We made an anti-drug record – ‘Night of the Living Baseheads’ – it was so hot that you couldn’t even understand it was an anti-drug record! That was a creative anti-drug record! The beat was banging, made you jump, made you think – but we was talkin’ about, ‘Look what y’all are doin’ to yourself’. One of the greatest things of the early stuff we was doin’, we took things that people didn’t understand and gave it a light to the point where it was just so street and angry. It was OK to be angry! Every time I hear either ‘Bring The Noise’ or ‘Welcome To The Terrordome’ and I be driving it just makes me wanna drive faster. I get that road rage! Nobody makes records like that anymore.

12 thoughts on “Keith Shocklee Discusses ‘It Takes A Nation Of Millions…’”

  1. keatso says:
    June 24, 2010 at

    Word. These records changed my life.

  2. Jeffluv says:
    June 24, 2010 at

    seconded^

    lol @ The Brixton tho

  3. ABROCK says:
    June 24, 2010 at

    great interview! actually the only interview Ive ever read by dude..great work!

  4. Jaz says:
    June 24, 2010 at

    This is my weekend reading right here, thanks a lot Robbie :)

  5. BKThoroughbred says:
    June 25, 2010 at

    “Every time I hear either ‘Bring The Noise’ or ‘Welcome To The Terrordome’ and I be driving it just makes me wanna drive faster.”

    ^
    Say Word.
    One of the greatest albums EVER. EVER!!!!!!!!!!
    I know what I’m going to be listening to Today…..

  6. trickykid says:
    June 25, 2010 at

    If you notice when we got to It Takes A Nation…, the sound was much bigger and much harder, and it wasn’t as thin as Yo! Bumrush The Show because we had an understanding of what it was like to do an album.

    I desagree. I’ve always been impressed how Yo! sounded powerful. Rick Rubin did a great job on this album.

  7. Kid Captain Coolout says:
    June 25, 2010 at

    The Bomb-Squad’s music was like a whole mixtape within each track. They could prolly have a contest for people to guess how many samples they used in certain songs. For as much sound as they had goin on, it all seemed to make sense. They were so far ahead of their time and that’s what happens when you’ve got mature hip-hop cats in the lab together…

  8. keatso says:
    June 25, 2010 at

    I think “It takes a Nation” might be the pinnacle of Hip Hop albums. Groundbreaking, important, tough as hell, smart, sonically superior, and all around dopeness.
    I remember hearing “baseheads” on Red Alert and being like WHAT THE FUCK IS THAT? Not many albums changed the game and changed lives.
    I also remember that plenty of hustlers on 42nd street were wearing those PUBLIC ENEMY wool hats at the height of the crack days in 88. IRONY.

  9. skinny says:
    June 25, 2010 at

    “It Takes A Nation…” = my favorite album of all time.

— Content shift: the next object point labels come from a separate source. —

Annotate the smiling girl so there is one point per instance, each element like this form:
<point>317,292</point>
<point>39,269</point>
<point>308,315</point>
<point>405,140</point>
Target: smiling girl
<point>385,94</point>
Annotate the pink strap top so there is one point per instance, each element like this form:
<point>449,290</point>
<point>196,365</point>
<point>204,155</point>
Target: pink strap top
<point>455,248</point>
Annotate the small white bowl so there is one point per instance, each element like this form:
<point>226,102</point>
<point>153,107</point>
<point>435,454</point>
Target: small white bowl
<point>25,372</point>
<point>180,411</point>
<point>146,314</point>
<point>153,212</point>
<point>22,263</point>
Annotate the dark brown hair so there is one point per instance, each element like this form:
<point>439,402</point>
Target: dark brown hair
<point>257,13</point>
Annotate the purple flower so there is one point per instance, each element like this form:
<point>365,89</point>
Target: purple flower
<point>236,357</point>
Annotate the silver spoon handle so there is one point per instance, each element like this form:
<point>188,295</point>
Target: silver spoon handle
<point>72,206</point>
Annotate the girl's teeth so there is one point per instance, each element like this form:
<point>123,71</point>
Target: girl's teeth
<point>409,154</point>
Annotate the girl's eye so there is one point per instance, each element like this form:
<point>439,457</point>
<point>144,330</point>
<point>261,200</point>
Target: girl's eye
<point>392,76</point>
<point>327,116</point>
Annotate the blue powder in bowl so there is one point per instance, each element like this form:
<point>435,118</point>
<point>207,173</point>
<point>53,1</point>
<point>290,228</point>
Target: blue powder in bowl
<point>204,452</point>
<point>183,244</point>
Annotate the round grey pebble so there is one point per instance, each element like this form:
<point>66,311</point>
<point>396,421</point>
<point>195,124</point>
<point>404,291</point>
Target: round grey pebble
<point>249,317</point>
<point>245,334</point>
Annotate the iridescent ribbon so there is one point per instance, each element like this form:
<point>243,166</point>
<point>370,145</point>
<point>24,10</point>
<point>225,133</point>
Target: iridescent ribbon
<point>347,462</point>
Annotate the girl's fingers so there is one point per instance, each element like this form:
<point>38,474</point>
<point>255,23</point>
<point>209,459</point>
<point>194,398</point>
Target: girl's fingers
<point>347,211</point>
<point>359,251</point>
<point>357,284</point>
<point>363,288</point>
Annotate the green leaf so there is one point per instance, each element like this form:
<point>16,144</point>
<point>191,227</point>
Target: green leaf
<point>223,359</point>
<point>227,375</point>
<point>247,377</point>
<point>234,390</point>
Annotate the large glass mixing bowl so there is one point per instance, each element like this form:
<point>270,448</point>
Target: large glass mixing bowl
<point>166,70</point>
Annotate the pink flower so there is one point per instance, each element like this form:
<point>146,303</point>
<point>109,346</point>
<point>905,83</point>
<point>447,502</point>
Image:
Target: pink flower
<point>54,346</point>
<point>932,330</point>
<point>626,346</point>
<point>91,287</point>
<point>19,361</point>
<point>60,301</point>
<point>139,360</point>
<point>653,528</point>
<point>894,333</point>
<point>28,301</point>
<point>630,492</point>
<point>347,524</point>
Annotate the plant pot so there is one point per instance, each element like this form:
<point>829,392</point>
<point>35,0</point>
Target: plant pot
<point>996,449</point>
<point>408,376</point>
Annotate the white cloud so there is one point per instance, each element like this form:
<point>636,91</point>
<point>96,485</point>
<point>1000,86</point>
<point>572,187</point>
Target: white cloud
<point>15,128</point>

    I remember popping it in the cassette player of my 1981 Toyota Corolla, and I didn’t press eject for about a year (i.e. when “Fear Of A Black Planet Came Out”).

  10. Dubz says:
    June 26, 2010 at

    No production was as gritty and at the same time sonically clear. “Prophets of Rage” is a song that still makes me want to ‘run a power’ move on the establishment.

  11. Big Gist from brooklyn says:
    June 29, 2010 at

    night of the living baseheads was my favorite anti drug song; from the beat, lyrics, especially the video. If you’ve never seen it you should look it up, one of the funniest videos ever.
    “Get beeper tie…”

  12. oskamadison says:
    July 1, 2010 at

    Keith was on point about “Nation…” but Bum Rush The Show had MAD bangers on there: You’re Gonna Get Yours, PE #1, Timebomb, M.P.E., Too Much Posse and one of my all-time favorites, Miuzi Weighs a Ton, one of PE’s hardest joints to this day. The only thing missing: Rebel Without a Pause should have been on the album or re-released with it on there. Before I knew the title of the song, I bought the tape thinking “Terminator X Speaks With His Hands” was Rebel and was mad as hell when I got home. Anyway, “Nation…”: if it ain’t the best Hip-Hop album of all-time, it’s right there on its ass.